Tamar JacobsonTamar Jacobson was born in Rhodesia, now Zimbabwe, and traveled to Israel where she became a preschool teacher with the Israeli Ministry of Education. Dr. Jacobson is Professor, Chair of the Department of Teacher Education, and Director of the early childhood program at Rider University, New Jersey.

Jacobson completed a BA, masters, and doctorate in early childhood education at the University at Buffalo (UB). As Director of the University at Buffalo Child Care Center (UBCCC), she created a training site for early childhood students from area colleges including UB. Currently, She was Recipient of the 2013 National Association for Early Childhood Teacher Educators (NAECTE) Outstanding Early Childhood Teacher Educator Award, participated on the Consulting Editors Panel for NAEYC, and is a former Fellow in the Child Trauma Academy.

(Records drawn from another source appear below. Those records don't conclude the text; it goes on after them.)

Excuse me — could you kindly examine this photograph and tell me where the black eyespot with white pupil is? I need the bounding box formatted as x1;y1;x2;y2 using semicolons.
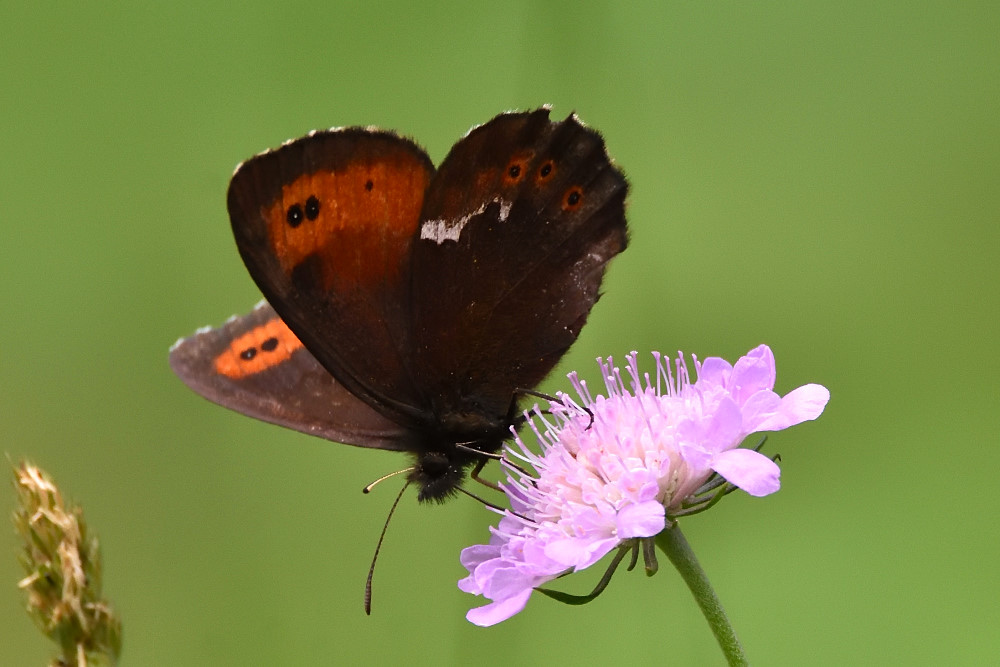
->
285;195;319;229
240;336;278;361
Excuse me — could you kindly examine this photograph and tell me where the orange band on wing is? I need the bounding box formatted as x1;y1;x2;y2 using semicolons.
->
215;317;302;380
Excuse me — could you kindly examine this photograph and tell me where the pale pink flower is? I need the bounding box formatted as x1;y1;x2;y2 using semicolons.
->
458;345;830;625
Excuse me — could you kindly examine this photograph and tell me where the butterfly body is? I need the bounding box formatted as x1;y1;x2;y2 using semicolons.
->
171;109;627;500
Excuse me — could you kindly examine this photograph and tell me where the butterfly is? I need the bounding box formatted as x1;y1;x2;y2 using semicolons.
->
170;108;628;501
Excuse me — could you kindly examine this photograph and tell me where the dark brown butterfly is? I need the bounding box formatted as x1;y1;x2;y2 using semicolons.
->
170;108;628;501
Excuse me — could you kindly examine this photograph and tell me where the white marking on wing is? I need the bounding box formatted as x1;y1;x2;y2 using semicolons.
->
420;197;512;245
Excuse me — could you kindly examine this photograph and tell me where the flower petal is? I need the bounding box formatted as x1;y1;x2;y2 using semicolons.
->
465;588;531;628
712;449;781;496
618;500;667;540
757;384;830;431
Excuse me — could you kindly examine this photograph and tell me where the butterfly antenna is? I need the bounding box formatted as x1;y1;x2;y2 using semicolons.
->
365;480;410;616
361;466;413;496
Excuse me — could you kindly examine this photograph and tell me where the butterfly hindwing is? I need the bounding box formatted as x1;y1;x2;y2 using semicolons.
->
170;303;406;451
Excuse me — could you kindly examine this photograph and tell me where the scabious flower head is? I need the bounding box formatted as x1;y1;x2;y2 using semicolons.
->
458;345;830;626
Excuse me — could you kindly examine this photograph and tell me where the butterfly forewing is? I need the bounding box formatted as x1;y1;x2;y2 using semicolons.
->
229;128;433;422
409;109;627;418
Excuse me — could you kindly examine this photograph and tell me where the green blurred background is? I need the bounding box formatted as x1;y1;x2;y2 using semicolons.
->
0;2;1000;665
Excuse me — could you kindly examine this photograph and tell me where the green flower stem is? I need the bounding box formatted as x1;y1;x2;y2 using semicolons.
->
656;523;750;665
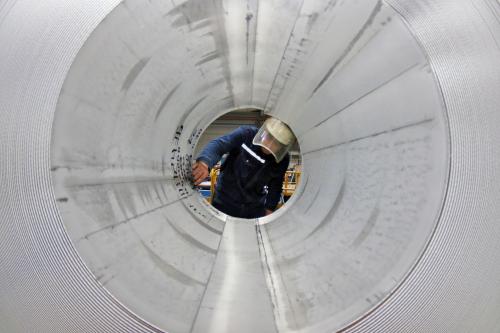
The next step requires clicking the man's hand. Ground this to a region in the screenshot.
[193,161,208,185]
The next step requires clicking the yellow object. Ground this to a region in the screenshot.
[208,167,219,203]
[207,167,302,208]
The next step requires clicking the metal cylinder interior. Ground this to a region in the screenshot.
[0,0,500,332]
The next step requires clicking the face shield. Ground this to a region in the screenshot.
[253,118,295,163]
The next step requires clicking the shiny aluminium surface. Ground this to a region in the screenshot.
[0,0,500,332]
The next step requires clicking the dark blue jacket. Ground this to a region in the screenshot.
[196,126,290,210]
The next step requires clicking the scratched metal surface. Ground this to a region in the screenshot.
[0,0,500,333]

Tamar Jacobson presents at International, National, State and Regional levels. She is author of: Confronting Our Discomfort: Clearing the Way For Anti-Bias (Heinemann, 2003), Don’t Get So Upset! Help Young Children Manage Their Feelings By Understanding Your Own (Redleaf Press, 2008), and edited: Perspectives on Gender in Early Childhood (Redleaf Press, 2010), a collection of academic essays from a diverse group of scholars from around the United States and Europe.

FEATURED PRESENTATION: "Don't Get So Upset!" Help Young Children Manage Their Feelings by Understanding Your Own

Teachers’ emotions affect their interactions with children. The presentation shows you how to uncover your own feelings as you manage children’s behavior and discover strategies that work in your classroom.

Teachers were children once and how their parents responded to their emotional expressions affects how they respond to emotional expressions by children in their classrooms. “Don’t Get So Upset!” examines the uncomfortable emotions early childhood educators feel, and the ways they may respond, when children exhibit strong feelings. This presentation challenges teachers to reflect on their own emotional histories and find strategies for responding to children in ways that support their emotional health and development. It also examines how gender, culture and societal roles have an impact on teachers’ responses to children’s emotional expressions.